How I Journal For Gratitude and Goals
I found a glimmer of an answer in an unexpected place. It was the week before Christmas and I was streaming a surfing competition when the broadcast cut away to an interview with pro surfer Lakey Peterson, the number-five-ranked woman surfer in the world. She was talking about journaling and sharing the exact technique she used every morning to start her day. With Peterson's method, you write down:
- Three things you're grateful for
- Three goals you have for today
- Three goals you have for the year
This approach seemed simple, quick, and surprisingly manageable, and it lingered in my mind into the new year, when I finally got so frustrated with my own lack of focus and direction that I thought: what do I have to lose? I sat down with my journal on the morning of Jan. 4 and made my first three-part list, just to see what would happen. Imagine my surprise when I not only managed to stick with the habit, but — just like all the experts said would happen — it actually worked.
Why I Love Gratitude and Goal Journaling
Section by section, this method addresses a few areas of mental health I needed to work on. When I write out the things I'm grateful for, I find myself reflecting on my day and my week, what I'm proud of and what I want to change. Practicing gratitude doesn't come easily to me, especially right now, so I focus on small things, like a new song I love or the sunset I saw the day before.

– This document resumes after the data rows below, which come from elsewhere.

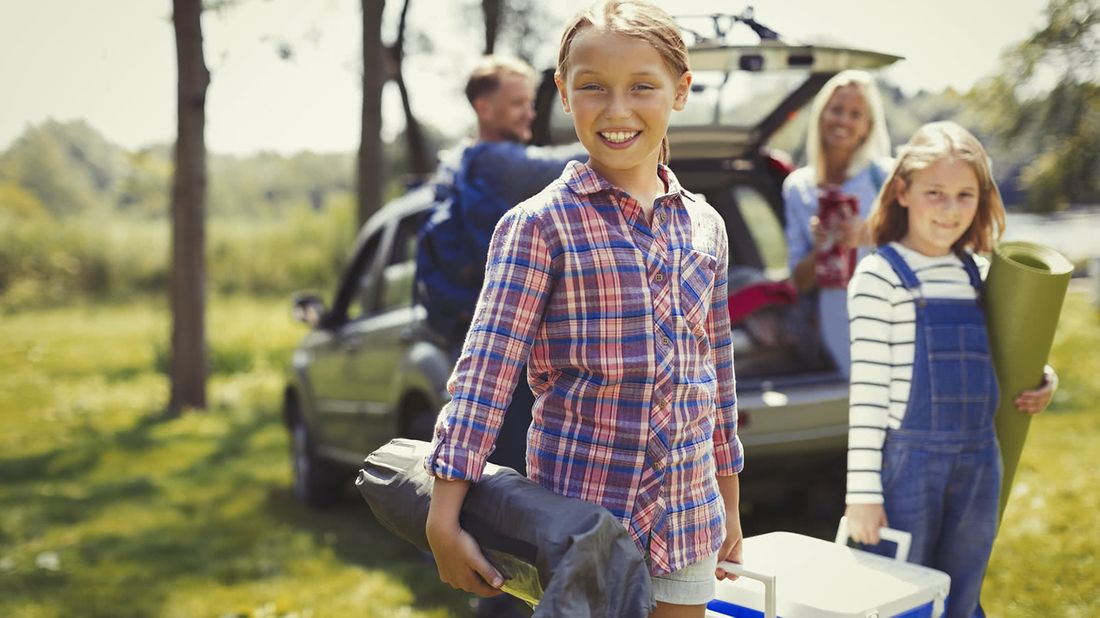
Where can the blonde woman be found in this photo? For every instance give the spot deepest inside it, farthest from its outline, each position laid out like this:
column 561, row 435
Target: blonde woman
column 847, row 146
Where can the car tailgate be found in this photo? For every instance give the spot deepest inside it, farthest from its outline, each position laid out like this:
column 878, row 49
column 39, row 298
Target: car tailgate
column 802, row 416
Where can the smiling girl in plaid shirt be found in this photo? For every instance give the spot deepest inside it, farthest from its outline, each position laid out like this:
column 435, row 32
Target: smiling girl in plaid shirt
column 611, row 284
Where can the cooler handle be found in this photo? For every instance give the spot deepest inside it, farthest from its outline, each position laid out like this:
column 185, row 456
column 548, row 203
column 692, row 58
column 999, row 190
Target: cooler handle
column 902, row 538
column 768, row 581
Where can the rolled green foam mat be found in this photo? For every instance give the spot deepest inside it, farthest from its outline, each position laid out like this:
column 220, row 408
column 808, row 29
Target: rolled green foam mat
column 1024, row 289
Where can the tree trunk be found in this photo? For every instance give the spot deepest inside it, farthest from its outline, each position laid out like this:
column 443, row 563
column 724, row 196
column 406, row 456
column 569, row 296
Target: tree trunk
column 187, row 363
column 492, row 11
column 370, row 173
column 420, row 164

I love writing this part first because it forces me (sometimes reluctantly) into a more positive mindset before I look to the goal-oriented sections.
The daily goals portion sharpens my focus. It's noticeable, especially because I journal in the morning when I have a tendency to open Twitter or Instagram or get sucked into the news. That habit sidetracks me; this one hones my mind. Some of my goals roll over from day to day, but I always add at least one new one to keep me motivated. I also try not to think of this section as a daily to-do list, something that feels naggy or weighs on me throughout the day. While my daily goals sometimes do cross over with my to-dos, I want them to be more aspirational, things that (as simple as they might look) challenge me or make me feel accomplished.
The final part, listing out your yearly goals, might seem more repetitive. It is, because you're literally writing out the same goals every morning. But after the reflection and focus of the first two parts, physically writing down my yearly goals reminds me that I'm working toward something bigger than what I did yesterday or what I will do today. It ties it all together. It's also a gentle way of keeping those goals at the forefront of my mind instead of getting washed away in the day-to-day.
After almost two weeks of using this method, I'm amazed at the changes I've noticed. I feel more purposeful, calm, and focused at work, which is (coincidentally . . . or maybe not?) one of the yearly goals I write down every morning. Starting my day with reflection, focus, and a reminder of the big things I'm chasing also grounds me, almost a way of defining myself and my reality when stress and anxiety start to sweep me up during the day.
Above all, this technique makes me feel like I'm actually moving toward something: a creative goal, a long-held ambition, an improvement of my character. It's helped me find a little bit of direction during a scary time, and I can't help but be grateful for that. In fact . . . I think I know what I'll be writing in my gratitude list tomorrow morning.